Two Minnesota Workers Win $30K Settlement from Teamster-Represented Employer

Unions long have bitterly opposed the Right to Work principle. But some, in their desire to generate dues, may deceive workers into joining. International Brotherhood of Teamsters Local 120 did – and so far hasn’t succeeded. On March 25, two Minnesota building materials employees announced a back pay settlement of more than $30,000 with a former employer for illegally firing them at the strong behest of Local 120. The workers, James Connolly and Charles Winter, had charged last spring that the company and the union falsely told them, several times, that union membership was a condition of employment. The case underscores organized labor’s reluctance to accept the Supreme Court’s Beck decision of over 30 years ago. A complaint filed by Connolly and Winter with the National Labor Relations Board remains active.

The saga began on April 9, 2019, when James Connolly, a recent hire at OMG Midwest’s Belle Plaine, Minnesota plant, emailed officials of the Blaine (suburban Minneapolis-St. Paul)-based Teamsters Local 120 inquiring if joining was necessary to keep his job. He made clear that he did not want to join. Later that day, a union official replied, “Sorry James, but yes, you do have to join.” This statement was false. In all 50 states, a private-sector employee may decline membership in a union and still keep his or her job; the U.S. Supreme Court had established this principle back in 1963 in NLRB v. General Motors. To be sure, in non-Right to Work states – such as Minnesota – a private-sector employee still may be compelled to pay partial dues (“agency fees”) to a union in lieu of joining. Yet even in those instances, ruled the Court in 1988 in Communications Workers of America v. Beck, such dues must reflect core union functions of collective bargaining, grievance procedures and contract administration. Notwithstanding, on May 1, a representative of OMG Midwest, an Ankeny, Iowa-based paving contractor with a Teamsters contract, reiterated this misinformation to Connolly. In response, Connolly emailed the company on May 9 emphasizing his reluctance to join. The next day OMG Midwest fired him.

Connolly wouldn’t go away, however. One June 19, he filed unfair labor practice charges with the National Labor Relations Board against the company and Teamsters Local 120. Charles Winter joined him. In his complaint, Winter asserted that a Teamster representative had told him and other OMG Midwest employees at a company-wide meeting that union membership is necessary to get or keep a job. Seeking clarification from the company, he received an email repeating this misstatement. Winter replied on May 20 that he would not join. A company representative fired him that day via email. His charge also stated that the Teamsters membership form given to him lacked the mandated estimate of the reduced union fees that nonmembers must under Beck. Connolly and Winter each stated that union and company misinformation constituted a violation of Section 7 of the National Labor Relations Act, which protects a worker’s “right to refrain from any or all” union activities. The Springfield, Va.-based National Right to Work Legal Defense Foundation provided each worker with free legal assistance.

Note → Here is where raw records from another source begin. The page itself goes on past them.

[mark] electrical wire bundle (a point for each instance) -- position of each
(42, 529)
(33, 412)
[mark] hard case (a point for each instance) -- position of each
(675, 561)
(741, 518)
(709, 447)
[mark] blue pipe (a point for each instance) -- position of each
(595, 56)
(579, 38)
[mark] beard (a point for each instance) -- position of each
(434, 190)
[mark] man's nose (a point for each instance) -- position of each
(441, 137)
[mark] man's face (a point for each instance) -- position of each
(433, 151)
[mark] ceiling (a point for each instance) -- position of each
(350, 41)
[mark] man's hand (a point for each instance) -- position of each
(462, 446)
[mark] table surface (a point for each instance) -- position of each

OMG Midwest and Teamsters Local 120, seeing an adverse NLRB ruling as a distinct possibility, cut a deal. And on March 25, Connolly and Winter announced that their former employer had agreed to a settlement reportedly worth a combined more than $30,000 in back pay. The agreement also orders OMG Midwest to remove termination references from the employees’ personnel files, post a “Notice of Beck rights” on its premises, and distribute the notice to all employees. Still, there remains unfinished business. In a press release, National Right to Work Legal Defense Foundation President Mark Mix remarked: “Although it’s good news that Mr. Connolly and Mr. Winter have won these settlements, which require OMG Midwest to make reparations for violating longstanding worker protections, the fact is that Mr. Connolly’s and Mr. Winter’s charges…are still pending. [National Labor Relations Board] Region 18 must swiftly prosecute Teamsters Local 120 so these two men’s rights can be fully vindicated.”

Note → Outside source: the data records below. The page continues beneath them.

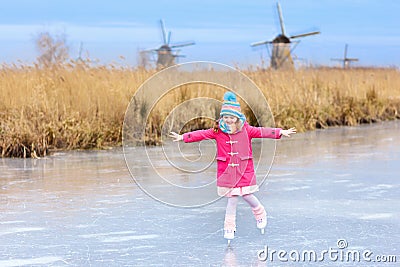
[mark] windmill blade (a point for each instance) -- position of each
(281, 18)
(304, 34)
(169, 37)
(261, 43)
(163, 31)
(182, 44)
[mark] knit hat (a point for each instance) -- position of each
(230, 107)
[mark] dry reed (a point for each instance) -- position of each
(81, 107)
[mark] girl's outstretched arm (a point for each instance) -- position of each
(176, 137)
(288, 132)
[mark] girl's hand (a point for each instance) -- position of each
(176, 137)
(288, 132)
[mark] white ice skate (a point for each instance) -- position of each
(262, 223)
(229, 235)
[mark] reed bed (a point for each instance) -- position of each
(79, 107)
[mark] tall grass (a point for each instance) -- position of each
(81, 107)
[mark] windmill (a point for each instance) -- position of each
(167, 52)
(281, 45)
(346, 61)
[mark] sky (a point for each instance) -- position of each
(114, 31)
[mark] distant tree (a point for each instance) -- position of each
(53, 50)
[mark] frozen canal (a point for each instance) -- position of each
(335, 192)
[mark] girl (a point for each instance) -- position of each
(235, 168)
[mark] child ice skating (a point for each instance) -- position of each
(235, 168)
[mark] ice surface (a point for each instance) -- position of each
(83, 208)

Teamsters Local 120, with about 12,000 members, is no stranger to corruption. Back in January 2013, International Brotherhood of Teamsters headquarters in Washington, D.C. filed charges against former local Vice President Bradley Slawson Sr. and his son, Bradley Slawson Jr., for stealing more than $450,000 in funds and other things of value from the local. A few months later, in April 2013, Teamsters General President James P. Hoffa, acting on a recommendation by the IBT’s court-approved overseer, the Independent Review Board, permanently banned the Slawsons from holding union leadership positions, and ordered them to pay tens of thousands of dollars to Local 120 as restitution. The current local leadership doesn’t look like much of an improvement.